Cette nouvelle illustre aussi l’évolution de l’initiative « Belt and Road »  dont les projets sont de plus en plus financés grâce à des investisseurs privés. Ainsi, contrairement à d’autres projets autoroutiers, cette route sera en grande partie financée par des capitaux privés. Ce projet, intitulé « Meridian Highway » est porté par Alexander Ryazanov, un ancien dirigeant de Gazprom. Son coût est estimé à 8,5 milliards d’Euros ; selon une étude, ce projet devrait être financièrement rentable dans une douzaine d’années.

Cette route ne remplacera pas le réseau ferré comme principal support des routes de la soie continentales en Eurasie, elle sera complémentaire, et permettra de soulager le réseau ferroviaire qui pourrait être saturé en raison du trafic croissant des échanges entre la Chine et l’Europe.

Contrairement aux voies ferrées le long desquelles il est parfois difficile de créer de nouvelles opportunités de développement, un réseau d’autoroutes entre le Kazakhstan et la Biélorussie devraient permettre de redynamiser de nombreuses villes et régions du sud de la Russie. Avec cette route, la Russie a aussi pour objectif de conserver ses relations avec l’Asie centrale et de faire avance son projet d’Union Economique Eurasiatique.
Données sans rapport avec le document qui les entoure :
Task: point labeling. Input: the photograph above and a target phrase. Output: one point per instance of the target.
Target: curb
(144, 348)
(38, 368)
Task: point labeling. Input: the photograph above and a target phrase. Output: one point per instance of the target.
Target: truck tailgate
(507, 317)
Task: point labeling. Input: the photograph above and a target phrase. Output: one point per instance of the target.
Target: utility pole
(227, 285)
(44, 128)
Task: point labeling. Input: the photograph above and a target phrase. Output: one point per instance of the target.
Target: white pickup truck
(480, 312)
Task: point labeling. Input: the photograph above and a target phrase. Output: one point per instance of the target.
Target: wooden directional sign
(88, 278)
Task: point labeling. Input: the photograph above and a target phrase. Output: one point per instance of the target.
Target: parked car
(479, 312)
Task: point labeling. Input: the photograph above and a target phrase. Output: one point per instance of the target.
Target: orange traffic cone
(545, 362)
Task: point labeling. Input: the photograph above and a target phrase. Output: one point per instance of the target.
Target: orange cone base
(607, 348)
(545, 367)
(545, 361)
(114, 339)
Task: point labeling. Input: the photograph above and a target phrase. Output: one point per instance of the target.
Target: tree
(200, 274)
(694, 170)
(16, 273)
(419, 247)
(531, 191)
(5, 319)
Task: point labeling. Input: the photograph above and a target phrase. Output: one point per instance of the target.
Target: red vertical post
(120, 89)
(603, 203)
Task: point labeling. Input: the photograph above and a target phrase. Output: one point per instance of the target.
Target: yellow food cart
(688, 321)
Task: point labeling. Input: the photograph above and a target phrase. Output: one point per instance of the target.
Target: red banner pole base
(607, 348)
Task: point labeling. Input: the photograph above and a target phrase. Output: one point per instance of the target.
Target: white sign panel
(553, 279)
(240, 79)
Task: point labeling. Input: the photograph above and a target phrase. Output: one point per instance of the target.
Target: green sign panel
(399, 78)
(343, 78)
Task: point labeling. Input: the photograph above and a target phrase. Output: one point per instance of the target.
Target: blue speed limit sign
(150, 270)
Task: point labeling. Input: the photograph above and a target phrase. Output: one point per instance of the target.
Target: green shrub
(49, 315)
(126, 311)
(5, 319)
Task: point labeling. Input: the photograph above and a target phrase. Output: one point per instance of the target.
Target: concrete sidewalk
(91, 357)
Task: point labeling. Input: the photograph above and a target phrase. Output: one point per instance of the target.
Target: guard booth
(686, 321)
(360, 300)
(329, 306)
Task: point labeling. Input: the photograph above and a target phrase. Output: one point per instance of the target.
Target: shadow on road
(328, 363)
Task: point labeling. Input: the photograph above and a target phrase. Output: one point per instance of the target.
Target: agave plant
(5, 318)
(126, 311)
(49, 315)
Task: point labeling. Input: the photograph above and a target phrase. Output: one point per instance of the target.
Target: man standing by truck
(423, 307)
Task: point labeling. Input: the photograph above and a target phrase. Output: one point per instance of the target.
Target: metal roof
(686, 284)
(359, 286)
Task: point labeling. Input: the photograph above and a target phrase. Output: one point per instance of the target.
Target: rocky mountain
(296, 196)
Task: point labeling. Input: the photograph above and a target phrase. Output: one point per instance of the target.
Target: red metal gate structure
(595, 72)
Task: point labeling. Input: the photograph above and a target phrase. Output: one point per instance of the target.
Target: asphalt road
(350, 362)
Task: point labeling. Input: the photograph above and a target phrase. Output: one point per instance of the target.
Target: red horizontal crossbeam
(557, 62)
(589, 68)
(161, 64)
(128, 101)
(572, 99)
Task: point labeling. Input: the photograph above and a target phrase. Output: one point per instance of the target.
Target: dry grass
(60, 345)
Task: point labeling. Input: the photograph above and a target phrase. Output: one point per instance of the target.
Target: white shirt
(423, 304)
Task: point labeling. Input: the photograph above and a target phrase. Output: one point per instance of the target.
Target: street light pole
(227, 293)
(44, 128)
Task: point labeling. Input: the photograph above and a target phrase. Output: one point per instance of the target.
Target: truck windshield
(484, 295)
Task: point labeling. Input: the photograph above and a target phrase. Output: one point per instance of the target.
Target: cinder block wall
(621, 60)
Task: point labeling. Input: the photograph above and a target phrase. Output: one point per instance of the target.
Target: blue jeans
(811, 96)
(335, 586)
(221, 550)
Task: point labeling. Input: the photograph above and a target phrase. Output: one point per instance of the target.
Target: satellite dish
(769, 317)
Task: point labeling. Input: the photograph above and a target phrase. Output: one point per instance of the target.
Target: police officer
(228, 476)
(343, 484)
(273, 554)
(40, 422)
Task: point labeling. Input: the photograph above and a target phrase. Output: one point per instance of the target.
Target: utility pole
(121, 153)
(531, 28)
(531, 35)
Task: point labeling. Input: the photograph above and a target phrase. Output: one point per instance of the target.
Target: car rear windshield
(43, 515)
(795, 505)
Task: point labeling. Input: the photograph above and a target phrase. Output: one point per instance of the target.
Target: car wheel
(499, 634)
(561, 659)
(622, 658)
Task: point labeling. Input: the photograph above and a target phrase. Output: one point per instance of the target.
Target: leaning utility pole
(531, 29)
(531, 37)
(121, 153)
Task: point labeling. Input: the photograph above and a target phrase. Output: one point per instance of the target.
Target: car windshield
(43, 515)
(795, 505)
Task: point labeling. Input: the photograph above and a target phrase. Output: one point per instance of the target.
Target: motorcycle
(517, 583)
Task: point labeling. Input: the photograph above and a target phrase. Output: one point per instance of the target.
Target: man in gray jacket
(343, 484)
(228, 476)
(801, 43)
Une réponse européenne souhaitée

Ce projet doit être étudié en détail par l’Union Européenne. Il s’agit de coopérer avec la Russie pour mieux connecter les réseaux européens, notamment à la frontière entre la Biélorussie et la Pologne afin de rendre cette nouvelle route la plus pratique possible. Des projets de coopération entre l’Europe et le Kazakhstan devraient aussi être menés pour développer le segment reliant la Chine à la Russie.

Pour les investisseurs européens, c’est aussi l’occasion de se (ré)-implanter en Russie dans les villes traversées par cette nouvelle route.  Nul doute que les villes situées sur cette autoroute entre Sagarchin et Smolensk vont devenir plus attractives et de nouveaux besoins (commerce, logistique) vont s’y développer. Les promoteurs du projet ont déjà annoncé vouloir attirer des entreprises chinoises sur cette route. Les Européens doivent eux-aussi pouvoir s’y implanter.

Pour que l’ensemble de ces projets de connectivité deviennent réalité, il faudra aussi que l’Union Européenne et la Russie règlent leurs différents pour que biens et services puissent être échangés facilement entre l’Europe et l’Asie.